Former Liberal Democratic Party policy chief Shizuka Kamei’s earlier 15-year stint as a senior officer in the National Police Agency convinced him of the possibility that not everyone who is sentenced to hang is guilty.
Suspects tend to break down during intense police interrogations and eventually admit to whatever investigators claim, the veteran lawmaker and LDP heavyweight said.
“When I was in command of investigations, I saw this many times, almost getting some suspects wrongly accused,” said Kamei, 65, who heads a nonpartisan group of 122 Diet members opposing the death penalty.
Kamei is not talking about forced confessions per se, but an interrogation pattern under which investigators grill a suspect based on a predetermined theory. The suspect is gradually driven into an unavoidable corner, he said.
Under the criminal justice system, prosecutors and judges have long placed too much importance on confessions, he said, and judges put too much faith in prosecutors.

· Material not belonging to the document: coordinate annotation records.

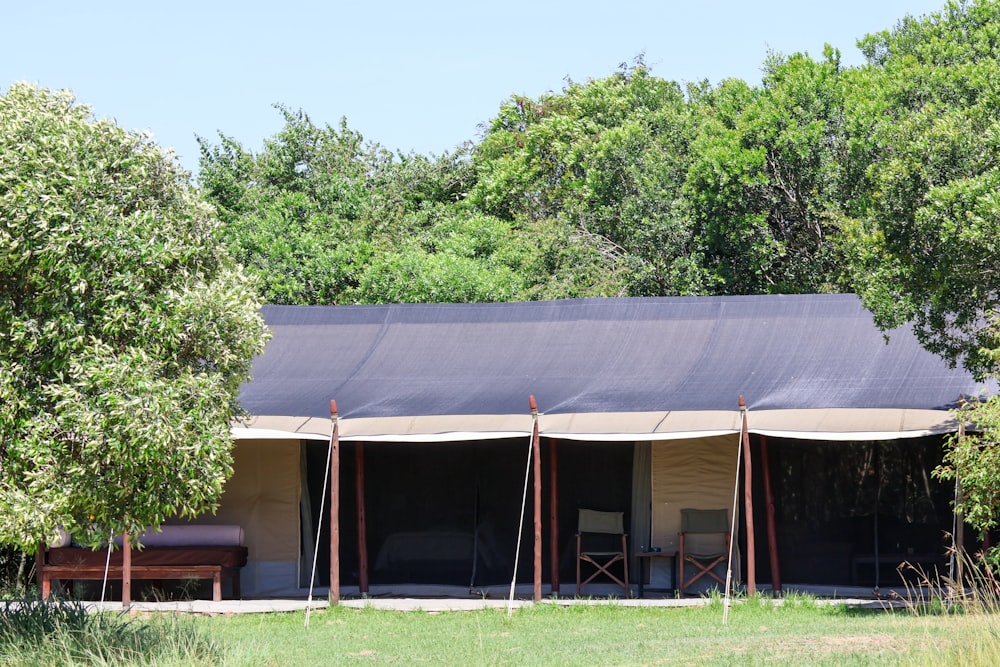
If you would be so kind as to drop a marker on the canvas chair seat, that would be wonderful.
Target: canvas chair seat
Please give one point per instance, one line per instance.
(704, 560)
(597, 545)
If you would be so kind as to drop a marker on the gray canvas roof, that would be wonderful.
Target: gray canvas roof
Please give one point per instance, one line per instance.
(412, 369)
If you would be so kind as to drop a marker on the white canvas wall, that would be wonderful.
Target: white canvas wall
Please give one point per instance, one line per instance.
(263, 497)
(698, 473)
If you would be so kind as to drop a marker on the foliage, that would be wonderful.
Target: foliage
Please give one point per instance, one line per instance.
(125, 329)
(926, 246)
(974, 459)
(765, 188)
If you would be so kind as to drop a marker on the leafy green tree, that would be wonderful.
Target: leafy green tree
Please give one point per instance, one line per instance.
(924, 117)
(125, 328)
(926, 247)
(607, 159)
(764, 190)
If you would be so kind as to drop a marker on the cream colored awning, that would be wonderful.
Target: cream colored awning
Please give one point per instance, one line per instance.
(837, 424)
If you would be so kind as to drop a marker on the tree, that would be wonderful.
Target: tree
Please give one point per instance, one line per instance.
(125, 329)
(924, 115)
(764, 189)
(926, 246)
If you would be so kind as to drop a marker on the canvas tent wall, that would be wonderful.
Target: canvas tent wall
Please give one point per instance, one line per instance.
(605, 370)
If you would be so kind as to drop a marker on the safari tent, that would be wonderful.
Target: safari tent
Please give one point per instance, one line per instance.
(638, 410)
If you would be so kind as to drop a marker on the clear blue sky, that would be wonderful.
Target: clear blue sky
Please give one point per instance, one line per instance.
(412, 76)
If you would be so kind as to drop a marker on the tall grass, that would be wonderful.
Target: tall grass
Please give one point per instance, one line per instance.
(67, 633)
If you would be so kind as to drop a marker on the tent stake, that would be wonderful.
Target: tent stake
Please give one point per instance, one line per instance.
(748, 503)
(537, 462)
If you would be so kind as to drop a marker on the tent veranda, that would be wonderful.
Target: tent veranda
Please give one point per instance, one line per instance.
(811, 367)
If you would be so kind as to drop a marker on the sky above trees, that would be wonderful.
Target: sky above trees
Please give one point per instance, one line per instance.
(410, 77)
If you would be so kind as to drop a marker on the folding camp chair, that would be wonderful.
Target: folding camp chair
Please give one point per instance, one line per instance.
(597, 543)
(705, 557)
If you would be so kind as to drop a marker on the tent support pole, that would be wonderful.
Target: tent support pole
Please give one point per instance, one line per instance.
(334, 507)
(958, 534)
(554, 513)
(772, 531)
(126, 571)
(359, 484)
(748, 504)
(537, 463)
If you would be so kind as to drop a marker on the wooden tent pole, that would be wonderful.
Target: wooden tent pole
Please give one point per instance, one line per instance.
(334, 507)
(126, 571)
(554, 513)
(748, 504)
(359, 484)
(772, 530)
(958, 537)
(537, 463)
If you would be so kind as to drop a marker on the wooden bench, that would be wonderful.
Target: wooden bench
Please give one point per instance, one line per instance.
(156, 572)
(214, 561)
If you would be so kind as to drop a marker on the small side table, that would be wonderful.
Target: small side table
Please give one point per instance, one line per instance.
(642, 556)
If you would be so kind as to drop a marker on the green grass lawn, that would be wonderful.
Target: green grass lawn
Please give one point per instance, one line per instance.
(800, 632)
(758, 632)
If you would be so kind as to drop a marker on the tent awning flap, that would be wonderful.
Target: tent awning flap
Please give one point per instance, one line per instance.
(851, 424)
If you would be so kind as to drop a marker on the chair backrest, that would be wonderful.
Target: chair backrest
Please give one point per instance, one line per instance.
(704, 521)
(593, 521)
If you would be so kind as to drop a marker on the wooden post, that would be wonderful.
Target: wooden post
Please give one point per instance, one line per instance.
(359, 483)
(772, 530)
(39, 564)
(554, 513)
(537, 464)
(126, 571)
(334, 507)
(748, 504)
(958, 539)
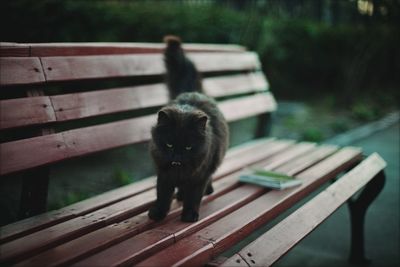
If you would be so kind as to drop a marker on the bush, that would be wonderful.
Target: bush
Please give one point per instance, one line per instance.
(301, 57)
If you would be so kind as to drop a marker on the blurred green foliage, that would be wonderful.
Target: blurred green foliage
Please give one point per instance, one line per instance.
(302, 56)
(122, 178)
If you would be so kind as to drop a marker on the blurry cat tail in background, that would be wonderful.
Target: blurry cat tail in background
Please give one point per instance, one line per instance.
(182, 75)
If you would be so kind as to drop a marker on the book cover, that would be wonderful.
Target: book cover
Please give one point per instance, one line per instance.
(269, 179)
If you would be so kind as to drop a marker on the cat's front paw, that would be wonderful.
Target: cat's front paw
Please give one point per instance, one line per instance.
(156, 214)
(190, 216)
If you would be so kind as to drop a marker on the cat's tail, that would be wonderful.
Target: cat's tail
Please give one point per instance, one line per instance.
(182, 75)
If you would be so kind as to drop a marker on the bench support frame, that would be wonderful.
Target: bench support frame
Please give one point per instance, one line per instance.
(358, 208)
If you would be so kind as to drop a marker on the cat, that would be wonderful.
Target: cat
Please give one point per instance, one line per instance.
(189, 140)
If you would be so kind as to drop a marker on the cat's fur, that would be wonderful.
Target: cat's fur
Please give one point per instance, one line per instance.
(189, 140)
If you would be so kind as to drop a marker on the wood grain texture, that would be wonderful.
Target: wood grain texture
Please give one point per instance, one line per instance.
(74, 49)
(301, 162)
(20, 70)
(48, 149)
(84, 141)
(248, 106)
(8, 49)
(246, 153)
(235, 84)
(282, 237)
(88, 104)
(34, 243)
(91, 67)
(91, 242)
(234, 227)
(125, 253)
(191, 251)
(25, 111)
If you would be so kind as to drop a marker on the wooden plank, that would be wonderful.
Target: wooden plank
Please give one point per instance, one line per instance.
(137, 223)
(124, 253)
(237, 225)
(20, 70)
(137, 248)
(282, 237)
(245, 153)
(25, 111)
(92, 139)
(299, 163)
(235, 84)
(88, 104)
(14, 50)
(84, 141)
(22, 248)
(98, 48)
(191, 251)
(91, 67)
(48, 148)
(234, 227)
(244, 107)
(30, 225)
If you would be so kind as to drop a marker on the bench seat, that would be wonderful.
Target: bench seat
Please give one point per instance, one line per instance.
(112, 228)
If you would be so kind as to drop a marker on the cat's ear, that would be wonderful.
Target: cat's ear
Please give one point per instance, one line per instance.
(163, 117)
(201, 122)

“Even if accused murderers deny in court what they ‘confessed’ to during interrogations, judges tend to attach importance to the confessions instead of the defendants’ testimony in court,” Kamei said, emphasizing there is always the risk that innocent people are sent to death row.

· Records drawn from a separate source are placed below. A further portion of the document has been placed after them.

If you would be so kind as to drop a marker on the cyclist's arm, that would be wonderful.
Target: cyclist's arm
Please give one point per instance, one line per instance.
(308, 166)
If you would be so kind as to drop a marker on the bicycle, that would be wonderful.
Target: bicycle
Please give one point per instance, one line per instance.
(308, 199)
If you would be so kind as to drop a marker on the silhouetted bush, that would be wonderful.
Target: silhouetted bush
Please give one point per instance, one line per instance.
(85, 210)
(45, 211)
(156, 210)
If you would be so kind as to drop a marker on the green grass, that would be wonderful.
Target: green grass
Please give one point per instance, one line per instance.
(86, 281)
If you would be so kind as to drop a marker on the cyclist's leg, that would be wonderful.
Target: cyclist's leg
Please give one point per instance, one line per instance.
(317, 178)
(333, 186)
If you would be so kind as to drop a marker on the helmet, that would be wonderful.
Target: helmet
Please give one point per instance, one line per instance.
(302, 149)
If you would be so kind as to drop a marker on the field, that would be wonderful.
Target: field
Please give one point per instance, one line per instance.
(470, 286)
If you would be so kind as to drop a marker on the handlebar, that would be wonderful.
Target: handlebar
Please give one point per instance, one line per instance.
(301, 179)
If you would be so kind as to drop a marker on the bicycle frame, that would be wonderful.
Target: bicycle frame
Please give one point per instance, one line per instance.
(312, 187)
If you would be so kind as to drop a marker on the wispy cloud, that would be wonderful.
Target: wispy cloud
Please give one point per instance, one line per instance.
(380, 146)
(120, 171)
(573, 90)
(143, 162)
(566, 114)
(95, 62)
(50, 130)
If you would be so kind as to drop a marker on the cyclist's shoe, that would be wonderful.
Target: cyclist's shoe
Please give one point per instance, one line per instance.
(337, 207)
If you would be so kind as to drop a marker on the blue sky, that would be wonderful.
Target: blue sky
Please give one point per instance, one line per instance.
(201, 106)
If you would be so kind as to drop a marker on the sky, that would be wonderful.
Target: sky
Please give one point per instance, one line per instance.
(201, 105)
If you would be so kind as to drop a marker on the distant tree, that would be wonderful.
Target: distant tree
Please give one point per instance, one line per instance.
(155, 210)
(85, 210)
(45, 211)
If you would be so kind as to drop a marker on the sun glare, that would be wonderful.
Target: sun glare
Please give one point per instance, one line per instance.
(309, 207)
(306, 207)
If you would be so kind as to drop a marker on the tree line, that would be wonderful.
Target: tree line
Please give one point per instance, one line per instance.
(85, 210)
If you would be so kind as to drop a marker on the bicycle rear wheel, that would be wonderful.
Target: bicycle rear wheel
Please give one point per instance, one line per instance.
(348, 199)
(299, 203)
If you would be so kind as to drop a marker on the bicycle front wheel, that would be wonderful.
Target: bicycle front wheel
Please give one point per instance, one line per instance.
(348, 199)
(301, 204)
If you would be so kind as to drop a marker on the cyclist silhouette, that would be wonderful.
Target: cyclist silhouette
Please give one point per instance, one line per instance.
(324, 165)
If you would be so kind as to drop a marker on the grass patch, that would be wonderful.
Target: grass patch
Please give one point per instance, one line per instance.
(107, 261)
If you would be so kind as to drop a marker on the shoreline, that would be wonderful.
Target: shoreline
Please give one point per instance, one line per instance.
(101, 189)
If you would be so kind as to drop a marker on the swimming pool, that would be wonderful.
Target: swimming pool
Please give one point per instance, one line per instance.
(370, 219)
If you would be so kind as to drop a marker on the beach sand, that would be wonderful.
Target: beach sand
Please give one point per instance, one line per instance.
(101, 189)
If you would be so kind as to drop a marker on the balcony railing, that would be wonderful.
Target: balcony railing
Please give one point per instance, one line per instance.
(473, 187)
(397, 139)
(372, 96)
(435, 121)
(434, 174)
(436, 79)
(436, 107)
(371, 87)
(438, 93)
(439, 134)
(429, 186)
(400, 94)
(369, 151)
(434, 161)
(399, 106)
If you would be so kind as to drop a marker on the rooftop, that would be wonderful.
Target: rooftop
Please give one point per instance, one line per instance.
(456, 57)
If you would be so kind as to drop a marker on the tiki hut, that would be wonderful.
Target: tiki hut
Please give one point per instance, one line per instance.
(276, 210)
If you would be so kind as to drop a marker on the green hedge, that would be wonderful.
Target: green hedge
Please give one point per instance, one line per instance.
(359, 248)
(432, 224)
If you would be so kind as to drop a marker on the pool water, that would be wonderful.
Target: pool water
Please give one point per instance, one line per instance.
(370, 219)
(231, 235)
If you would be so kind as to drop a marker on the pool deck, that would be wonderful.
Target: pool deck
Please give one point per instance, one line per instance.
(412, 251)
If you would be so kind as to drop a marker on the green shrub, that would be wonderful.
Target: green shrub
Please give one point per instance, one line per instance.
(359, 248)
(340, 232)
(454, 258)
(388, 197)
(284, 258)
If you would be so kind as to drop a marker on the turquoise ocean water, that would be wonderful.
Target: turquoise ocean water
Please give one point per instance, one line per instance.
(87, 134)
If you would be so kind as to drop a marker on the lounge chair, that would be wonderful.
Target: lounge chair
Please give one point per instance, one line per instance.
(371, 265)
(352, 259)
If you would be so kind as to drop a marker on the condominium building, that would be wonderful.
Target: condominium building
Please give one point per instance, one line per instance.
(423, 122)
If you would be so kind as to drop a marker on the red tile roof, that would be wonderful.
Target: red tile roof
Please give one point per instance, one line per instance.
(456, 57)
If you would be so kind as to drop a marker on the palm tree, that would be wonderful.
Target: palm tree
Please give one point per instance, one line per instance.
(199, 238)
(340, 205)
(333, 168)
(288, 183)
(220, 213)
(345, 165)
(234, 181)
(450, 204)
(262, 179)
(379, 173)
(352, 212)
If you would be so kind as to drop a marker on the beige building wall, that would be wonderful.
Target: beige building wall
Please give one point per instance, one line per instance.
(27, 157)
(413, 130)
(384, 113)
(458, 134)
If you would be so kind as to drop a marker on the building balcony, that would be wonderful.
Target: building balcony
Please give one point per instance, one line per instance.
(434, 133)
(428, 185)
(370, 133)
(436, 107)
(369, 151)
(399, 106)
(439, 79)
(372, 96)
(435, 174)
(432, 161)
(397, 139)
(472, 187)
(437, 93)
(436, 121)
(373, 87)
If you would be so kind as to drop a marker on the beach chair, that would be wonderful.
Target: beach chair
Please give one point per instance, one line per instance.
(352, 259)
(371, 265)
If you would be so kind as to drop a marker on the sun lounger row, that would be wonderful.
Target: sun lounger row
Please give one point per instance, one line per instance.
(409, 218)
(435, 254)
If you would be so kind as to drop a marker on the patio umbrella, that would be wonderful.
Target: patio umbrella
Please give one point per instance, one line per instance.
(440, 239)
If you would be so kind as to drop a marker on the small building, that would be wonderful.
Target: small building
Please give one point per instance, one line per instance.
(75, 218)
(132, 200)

For the sake of maintaining a safe society, Kamei asked, is it justifiable to potentially put innocent lives at risk?
“I believe public safety would not be undermined if the death penalty was abolished,” he said.
Kamei is confident a majority of the 727-member Diet would support a bill to abolish capital punishment.
“I believe there are many lawmakers who support the introduction of life prison terms without the possibility of parole as a replacement for capital punishment,” although some may oppose dropping the death penalty right away, Kamei said.
The nonpartisan group of lawmakers to which he has belonged since it was founded in 1994 has been discussing alternatives to capital punishment. Life in prison without parole is probably the key.
The group started with 117 members but dropped to about 50 members following the series of heinous crimes committed by Aum Shinrikyo in the mid-1990s. Membership increased to 122 after Kamei assumed the helm, accelerating the movement toward submitting the bill to the Diet.
The possibility that innocent people could be put to death is not the only reason why Kamei strongly opposes capital punishment.
Even if guilt is not in doubt, Kamei still believes the state should not have the right to kill in the name of justice.
Although it is only natural that people victimized by crime seek vengeance through the courts, they must get over their hatred and learn to forgive criminals to end the chain of hostility, he said.
When a nation legitimizes capital punishment, this sends the message that killing is an acceptable way to resolve social problems, and that runs contrary to the government’s condemnation of violence and advocacy of world peace, Kamei said.
“We must stop avenging and try to come to a nonviolent settlement instead,” Kamei stressed. “Retaliating will only do our civilization harm.”
Good and evil coexist in humans, he said, noting that even those who have committed violent crimes can be rehabilitated.
“Prisons are supposed to be places not only for punishment, but also for rehabilitating convicts so they can eventually re-enter society,” Kamei said, adding that time, tolerance and patience is needed for rehabilitating criminals, especially the unrepentant.
Kamei believes that in many cases, perpetrators of heinous crimes are a product of society, including family and economic circumstances.
“Have you ever experienced the emotion of wanting to kill someone? Well, I have,” he said, adding that anyone could be put in abnormal circumstances that lead them to commit a crime.
That is why he believes society as a whole must make the effort to give murderers another chance instead of just putting them to death.
“If a country doesn’t protect lives and have respect for human dignity, it can’t have a bright future,” he said.